In the study, Spampinato and colleagues analyzed data on 109 patients, 60 men and 49 women (mean age of 77), who participated in the Alzheimer’s Disease Neuroimaging Initiative, a major study that followed hundreds of cognitively healthy individuals, individuals with mild cognitive impairment (MCI), and individuals who had Alzheimer’s disease over a period of five years.
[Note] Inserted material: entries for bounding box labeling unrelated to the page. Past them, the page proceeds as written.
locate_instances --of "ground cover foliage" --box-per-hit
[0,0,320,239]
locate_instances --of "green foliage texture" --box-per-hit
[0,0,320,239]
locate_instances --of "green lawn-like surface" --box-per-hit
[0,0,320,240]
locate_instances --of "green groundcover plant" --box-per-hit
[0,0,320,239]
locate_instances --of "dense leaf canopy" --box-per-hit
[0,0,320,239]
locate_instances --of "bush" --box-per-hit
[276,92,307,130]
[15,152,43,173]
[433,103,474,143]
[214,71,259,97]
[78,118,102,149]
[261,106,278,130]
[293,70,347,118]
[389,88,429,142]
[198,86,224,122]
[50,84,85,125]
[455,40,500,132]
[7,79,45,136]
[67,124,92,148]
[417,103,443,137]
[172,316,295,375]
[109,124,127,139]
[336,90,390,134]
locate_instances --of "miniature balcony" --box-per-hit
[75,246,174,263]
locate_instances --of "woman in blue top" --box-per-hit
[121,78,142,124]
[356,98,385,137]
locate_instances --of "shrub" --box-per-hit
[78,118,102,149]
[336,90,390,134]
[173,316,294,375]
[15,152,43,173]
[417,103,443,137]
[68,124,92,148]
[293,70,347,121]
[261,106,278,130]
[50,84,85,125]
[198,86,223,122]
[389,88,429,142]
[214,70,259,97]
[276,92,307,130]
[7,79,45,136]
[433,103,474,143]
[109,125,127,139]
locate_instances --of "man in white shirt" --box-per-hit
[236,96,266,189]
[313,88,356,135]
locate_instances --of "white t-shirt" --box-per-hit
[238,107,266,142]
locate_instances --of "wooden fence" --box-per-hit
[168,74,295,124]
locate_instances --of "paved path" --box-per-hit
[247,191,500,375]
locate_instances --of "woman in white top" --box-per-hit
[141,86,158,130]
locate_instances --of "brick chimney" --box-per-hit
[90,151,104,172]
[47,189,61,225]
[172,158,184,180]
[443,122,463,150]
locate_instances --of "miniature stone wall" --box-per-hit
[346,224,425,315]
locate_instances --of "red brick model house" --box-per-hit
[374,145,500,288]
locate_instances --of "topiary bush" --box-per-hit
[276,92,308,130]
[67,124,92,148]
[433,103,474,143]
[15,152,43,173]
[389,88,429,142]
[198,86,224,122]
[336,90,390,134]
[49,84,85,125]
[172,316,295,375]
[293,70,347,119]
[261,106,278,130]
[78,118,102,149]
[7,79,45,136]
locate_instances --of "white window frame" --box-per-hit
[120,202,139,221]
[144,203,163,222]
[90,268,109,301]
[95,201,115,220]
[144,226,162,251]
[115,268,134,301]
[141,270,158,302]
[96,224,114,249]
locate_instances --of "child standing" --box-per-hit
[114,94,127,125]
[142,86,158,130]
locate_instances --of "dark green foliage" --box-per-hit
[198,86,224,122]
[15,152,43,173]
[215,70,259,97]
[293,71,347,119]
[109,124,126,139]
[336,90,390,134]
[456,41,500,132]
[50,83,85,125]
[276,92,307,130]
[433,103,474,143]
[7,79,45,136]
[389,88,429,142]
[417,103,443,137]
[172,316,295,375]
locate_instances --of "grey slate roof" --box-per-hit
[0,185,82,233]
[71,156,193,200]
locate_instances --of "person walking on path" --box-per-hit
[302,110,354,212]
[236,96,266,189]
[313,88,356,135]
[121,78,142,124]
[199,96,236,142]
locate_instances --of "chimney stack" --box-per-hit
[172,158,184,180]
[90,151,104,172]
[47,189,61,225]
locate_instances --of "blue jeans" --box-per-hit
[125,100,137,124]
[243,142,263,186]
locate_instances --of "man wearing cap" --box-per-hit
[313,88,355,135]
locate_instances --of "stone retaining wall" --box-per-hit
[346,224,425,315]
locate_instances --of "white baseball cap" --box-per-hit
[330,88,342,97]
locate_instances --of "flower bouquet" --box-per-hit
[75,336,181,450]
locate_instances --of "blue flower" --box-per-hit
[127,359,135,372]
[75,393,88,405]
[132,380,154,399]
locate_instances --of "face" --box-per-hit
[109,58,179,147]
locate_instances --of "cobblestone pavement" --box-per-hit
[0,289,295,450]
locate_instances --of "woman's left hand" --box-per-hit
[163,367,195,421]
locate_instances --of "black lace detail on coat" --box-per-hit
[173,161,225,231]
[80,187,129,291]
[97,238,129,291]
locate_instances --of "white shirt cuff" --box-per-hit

During the five-year period, each of the 109 patients progressed from amnestic MCI, in which the patient suffers memory loss but maintains cognitive function, to Alzheimer’s disease. Using MR images of the patients’ brains taken when they were diagnosed with Alzheimer’s disease and 12 months before and after the diagnosis, the researchers created brain maps that illustrated gray matter changes. These maps revealed that compared with male patients, the women had greater atrophy in gray matter 12 months prior to their Alzheimer’s disease diagnosis and at the time of their diagnosis. The brain maps also showed that the men and women in the study lost gray matter volume in different areas of the brain as their disease progressed from MCI to Alzheimer’s disease.

“The female patients in our study initially had more gray matter atrophy than the male patients but, over time, the men caught up,” Spampinato said. “In the men, the disease developed more aggressively in a shorter period of time.”

Spampinato suggested the gender differences in atrophy patterns have important implications for the development of therapies for MCI and Alzheimer’s disease. “These differences should be taken into consideration when testing new drugs in clinical trials,” she said. “Knowing the difference between the male and female patterns of atrophy will help researchers better decipher a patient’s response to drug therapy.”